Liberal democracy appears in crisis. From the rise of "law and order" and ever tougher forms of means-testing under "austerity politics" to the outcome of Britain's referendum on leaving the EU, commentators have rushed to explain the current conjuncture. Starting with dominant theories that have seen these developments as indicative of a rise in 'penal populism' or "popular authoritarianism", Personalizing the State revisits one of the central paradoxes of our times: the illiberal turn that liberal democracy has taken.

This book goes to where much of the commentary has stopped short: to the lived experiences of citizens who inhabit some of Britain's most stigmatized urban neighborhoods, namely its council estates that were once built to house the working classes. Drawing on long-term ethnographic fieldwork, it moves the question from 'why' liberal democracy has taken a punitive turn to the "how" and the "what": to how citizens experience democracy in the first place and what grassroots understandings of politics and care they bring to their encounters with the state.

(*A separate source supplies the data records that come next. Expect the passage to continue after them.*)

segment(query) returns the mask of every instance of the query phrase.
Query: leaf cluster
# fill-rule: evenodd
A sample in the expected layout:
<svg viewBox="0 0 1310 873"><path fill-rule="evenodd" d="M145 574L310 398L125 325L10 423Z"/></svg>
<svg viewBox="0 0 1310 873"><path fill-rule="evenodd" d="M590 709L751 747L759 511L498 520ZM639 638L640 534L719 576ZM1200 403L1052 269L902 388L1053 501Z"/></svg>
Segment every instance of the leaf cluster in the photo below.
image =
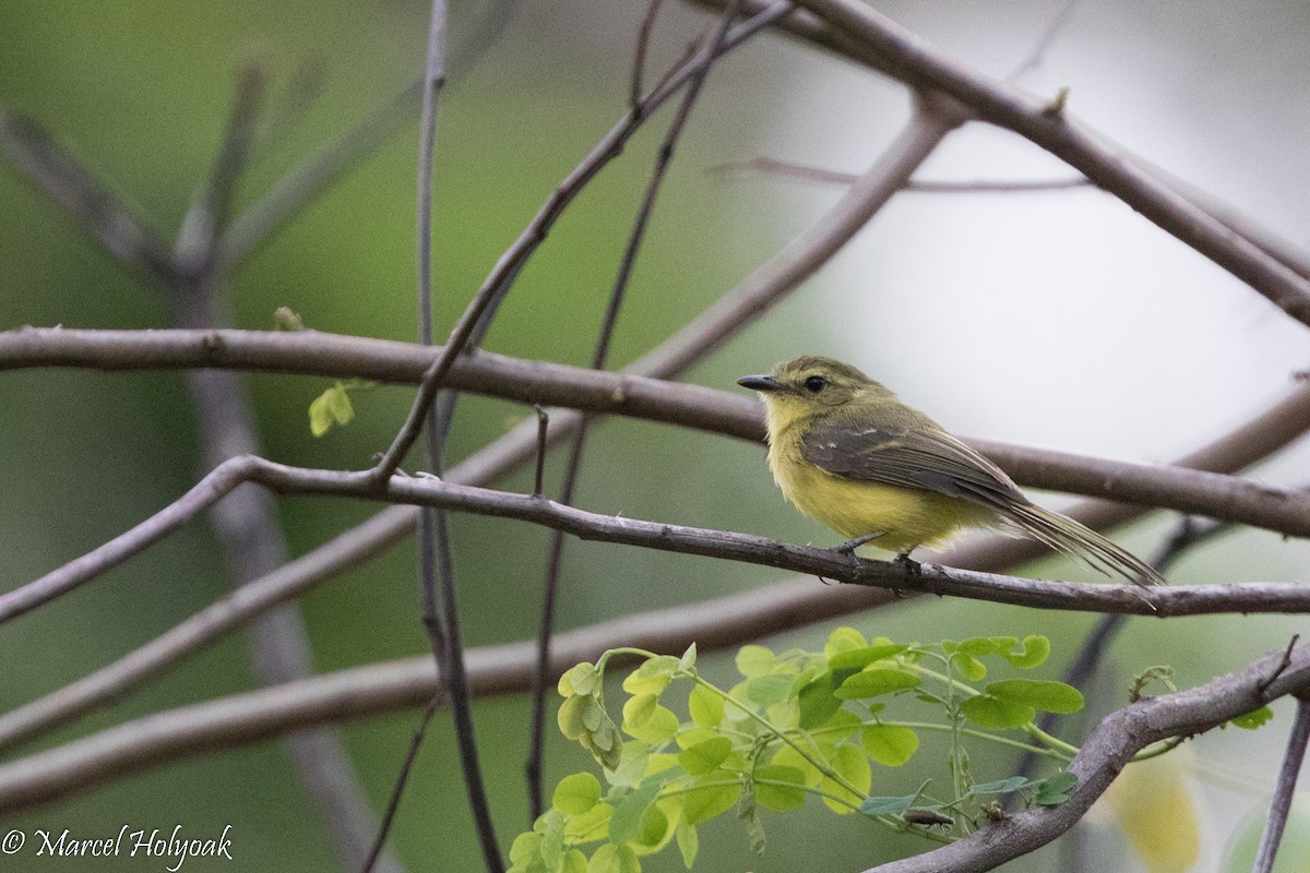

Personalizing the State challenges dominant narratives of exceptionalism that have portrayed the people as a threat to the democratic order. It reveals the murky, sometimes contradictory desires for a personalized state that cannot easily be collapsed with popular support for authoritarian interventions. These popular forms of engagement reflect, in turn, a longer history of state control exercised against working-class people. Above all, the book exposes the state's disavowal of its political and moral responsibilities at a time when mechanisms for collectivizing redistributive demands have been silenced.